Coronavirus patients leave a makeshift hospital in Shanghai on Saturday. AP
Shanghai has classed residential units into three risk categories, to allow those in areas without positive cases for a stretch of two weeks to engage in "appropriate activity" in their neighbourhoods, city official Gu Honghui said.
"Each district will announce the specific names of the first batch (of communities) divided into the three types, and three subsequent lists will be announced in a timely manner," he told a news briefing.
However, a "dynamic clearance" policy remains Shanghai's "best option", said Liang Wannian, the head of the National Health Commission's working group on COVID-19.

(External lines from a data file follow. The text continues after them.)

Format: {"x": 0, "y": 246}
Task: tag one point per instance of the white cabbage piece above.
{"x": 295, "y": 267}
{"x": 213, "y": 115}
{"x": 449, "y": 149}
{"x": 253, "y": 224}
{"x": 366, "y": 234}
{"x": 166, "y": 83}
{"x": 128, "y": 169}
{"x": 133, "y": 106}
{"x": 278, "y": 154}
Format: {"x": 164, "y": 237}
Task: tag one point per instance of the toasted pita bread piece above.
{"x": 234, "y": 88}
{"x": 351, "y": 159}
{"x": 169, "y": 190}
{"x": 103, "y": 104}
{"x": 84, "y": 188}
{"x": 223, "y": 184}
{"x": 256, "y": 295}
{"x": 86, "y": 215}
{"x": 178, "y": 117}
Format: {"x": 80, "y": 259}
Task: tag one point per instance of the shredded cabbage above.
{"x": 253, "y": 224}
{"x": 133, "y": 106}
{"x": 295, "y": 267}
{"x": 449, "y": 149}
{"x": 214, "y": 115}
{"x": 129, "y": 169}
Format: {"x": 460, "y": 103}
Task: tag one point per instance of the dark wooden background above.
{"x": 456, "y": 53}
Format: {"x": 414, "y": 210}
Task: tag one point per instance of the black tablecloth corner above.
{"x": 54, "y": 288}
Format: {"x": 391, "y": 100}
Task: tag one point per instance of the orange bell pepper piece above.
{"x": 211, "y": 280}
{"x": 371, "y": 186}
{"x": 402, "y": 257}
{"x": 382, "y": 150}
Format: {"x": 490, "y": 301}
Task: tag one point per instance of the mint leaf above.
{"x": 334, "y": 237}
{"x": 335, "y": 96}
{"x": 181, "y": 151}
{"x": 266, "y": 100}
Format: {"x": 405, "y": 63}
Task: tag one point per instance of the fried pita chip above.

It was misleading to characterise Omicron as "big flu" and lowering China's guard would expose its huge elderly population to risk, especially as the virus mutates, Liang said on a visit to the eastern city.
A patient is disinfected as he leaves a makeshift hospital in Shanghai on Saturday. AP
"If we lie flat, the epidemic would just be a disaster for these kinds of vulnerable people," the People's Daily newspaper of the ruling Communist Party quoted Liang as saying.
The city faces pressure not only to curb local transmissions but halt the spread to other regions, he added.
Shanghai added 25,173 new asymptomatic infections on Sunday, up from 23,937 the previous day, although symptomatic cases edged down to 914 from 1,006.